Lasagna Means I Love You by Kate O'Shaughnessy
360 pages
Nan was all the family Mo ever needed. But suddenly she's gone, and Mo finds herself in foster care after her uncle decides she's not worth sticking around for. Nan left her a notebook and advised her to get a hobby, like ferret racing or palm reading. But how could a hobby fix anything in her newly topsy-turvy life? Then Mo finds a handmade cookbook filled with someone else's family recipes. Even though Nan never cooked, Mo can't tear her eyes away. Not so much from the recipes, but the stories attached to them. Though, when she makes herself a pot of soup, it is every bit as comforting as the recipe notes said. Soon Mo finds herself asking everyone she meets for their family recipes. Teaching herself to make them. Collecting the stories behind them. Building a website to share them. And, okay, secretly hoping that a long-lost relative will find her and give her a family recipe all her own. But when everything starts to unravel again, Mo realizes that if she wants a family recipe -- or a real family -- she's going to have to make it up herself.

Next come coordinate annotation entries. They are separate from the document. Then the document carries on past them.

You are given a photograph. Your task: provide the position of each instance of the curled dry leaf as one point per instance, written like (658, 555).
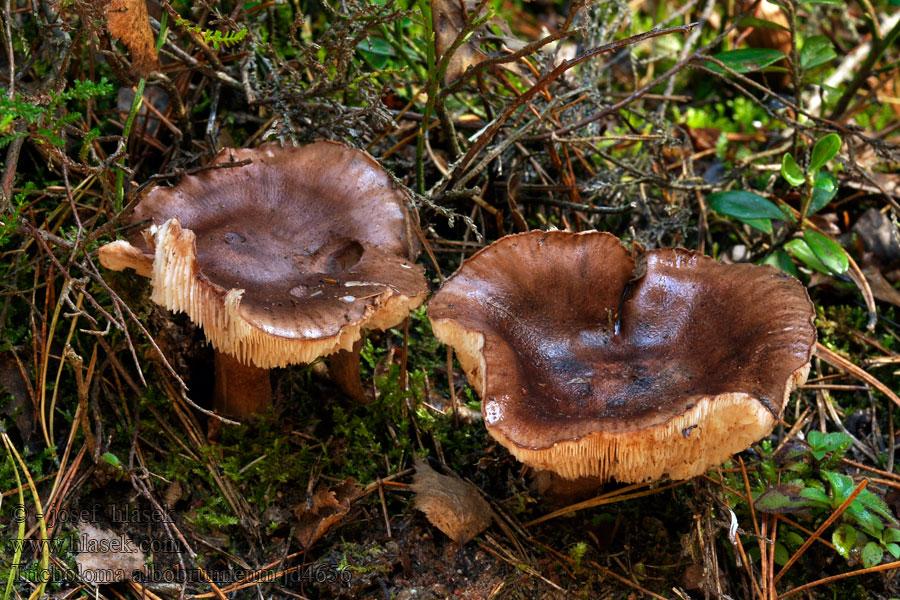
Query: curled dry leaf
(129, 22)
(449, 19)
(328, 507)
(452, 505)
(106, 556)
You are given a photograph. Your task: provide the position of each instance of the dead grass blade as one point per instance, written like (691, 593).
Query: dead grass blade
(839, 362)
(834, 516)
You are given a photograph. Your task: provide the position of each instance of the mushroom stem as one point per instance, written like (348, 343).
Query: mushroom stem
(343, 367)
(555, 490)
(240, 390)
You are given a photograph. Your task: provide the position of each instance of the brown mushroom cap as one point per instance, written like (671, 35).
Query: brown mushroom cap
(587, 369)
(284, 259)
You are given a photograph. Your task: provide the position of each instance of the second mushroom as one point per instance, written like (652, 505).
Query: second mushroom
(591, 365)
(281, 260)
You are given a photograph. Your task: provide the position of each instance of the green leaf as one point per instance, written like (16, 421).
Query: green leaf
(783, 498)
(780, 260)
(825, 149)
(830, 442)
(762, 24)
(764, 225)
(376, 45)
(877, 505)
(891, 534)
(112, 459)
(817, 496)
(824, 190)
(798, 248)
(781, 554)
(894, 549)
(816, 51)
(791, 539)
(844, 538)
(827, 250)
(841, 487)
(746, 60)
(869, 523)
(871, 555)
(744, 205)
(791, 171)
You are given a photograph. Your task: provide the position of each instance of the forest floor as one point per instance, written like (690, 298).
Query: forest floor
(752, 132)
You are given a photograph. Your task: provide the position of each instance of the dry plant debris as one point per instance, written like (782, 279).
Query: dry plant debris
(129, 22)
(450, 19)
(106, 556)
(324, 511)
(452, 505)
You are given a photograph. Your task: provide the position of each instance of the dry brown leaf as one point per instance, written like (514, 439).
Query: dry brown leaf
(449, 18)
(106, 556)
(880, 286)
(328, 507)
(452, 505)
(129, 22)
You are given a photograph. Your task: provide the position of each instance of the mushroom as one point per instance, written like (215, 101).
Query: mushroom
(592, 366)
(281, 261)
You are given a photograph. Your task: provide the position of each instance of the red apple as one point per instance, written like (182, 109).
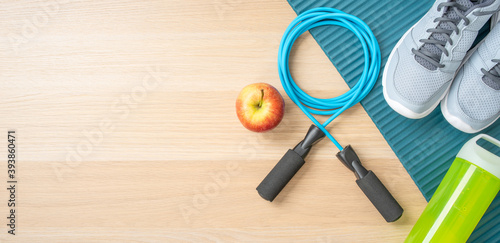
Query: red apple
(260, 107)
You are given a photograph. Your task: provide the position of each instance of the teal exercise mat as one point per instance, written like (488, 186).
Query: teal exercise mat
(425, 147)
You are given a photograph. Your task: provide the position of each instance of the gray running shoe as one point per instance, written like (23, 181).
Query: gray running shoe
(473, 102)
(423, 63)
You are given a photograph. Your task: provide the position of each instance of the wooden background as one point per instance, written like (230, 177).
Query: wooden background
(126, 128)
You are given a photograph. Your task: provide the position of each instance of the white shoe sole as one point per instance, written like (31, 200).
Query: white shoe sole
(396, 106)
(457, 122)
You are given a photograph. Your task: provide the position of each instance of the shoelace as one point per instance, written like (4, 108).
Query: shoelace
(493, 73)
(431, 57)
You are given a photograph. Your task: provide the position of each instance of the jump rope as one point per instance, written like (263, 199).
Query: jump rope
(293, 160)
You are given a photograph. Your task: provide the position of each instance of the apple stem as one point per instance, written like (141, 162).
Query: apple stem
(261, 98)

A Mark Twain Nominee for grades 4-6. This was a sad book with a very happy ending. Sad because a young girl who has lived with her Grandma since her mother passed away, is now an orphan and no one wants her, even the Foster family that says they will adopt her. But in the end she finds a family and also finds out that she doesn't need someone else to make her feel special. She learns a new hobby and makes new friends along the way.